A considerably more sophisticated comparison program is diff . This program attempts to tell you not only whether two files are different but also how different they are. The files must be plain text, not word processor documents or anything else, or else diff becomes horribly confused. Here’s an example that uses two versions of a story one of us wrote. We compared files tse1 and tse2 by typing this command:
diff tse1 tse2
Enter the name of the older file first and the name of the new, improved second file. The diff program responds: 45c45
< steered back around, but the sheep screamed in panic and reared back.
-
> steered back around, but the goats screamed in panic and reared back.
46a47
> handlebars and landed safely in the snow.

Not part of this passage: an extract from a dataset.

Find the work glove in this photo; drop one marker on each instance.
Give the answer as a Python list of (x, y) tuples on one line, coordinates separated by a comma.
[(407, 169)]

The changes between tse1 and tse2 are that, in line 45, the sheep changed to goats, and a new Line 47 was added after Line 46.diff reports, in its first line of output (45c45 ) that changes (that’s what the c stands for) were made in lines 45 through 45 (that is, just line 45). Then it displays the line in the first file, starting with a < , and the line in the second file, starting with a > . We think of this as diff ’s way of saying that you took out the lines starting with < and inserted the lines starting with > . Then diff reports that a new line is between lines 46 and 47 in the original file, and it shows the line that was inserted. This is a great way of seeing what changes were made when you get a new revision of a document you wrote. Most versions of diff can also show you the context — a few lines around each change — by giving an option like -3 (which shows three lines of context).Tip BSD versions of diff (including the version that usually runs under Linux) can compare two directories to tell you which files are present in one and not in the other, and to show you the differences between files with corresponding names in the two directories. Run diff and give it the names of the two directories.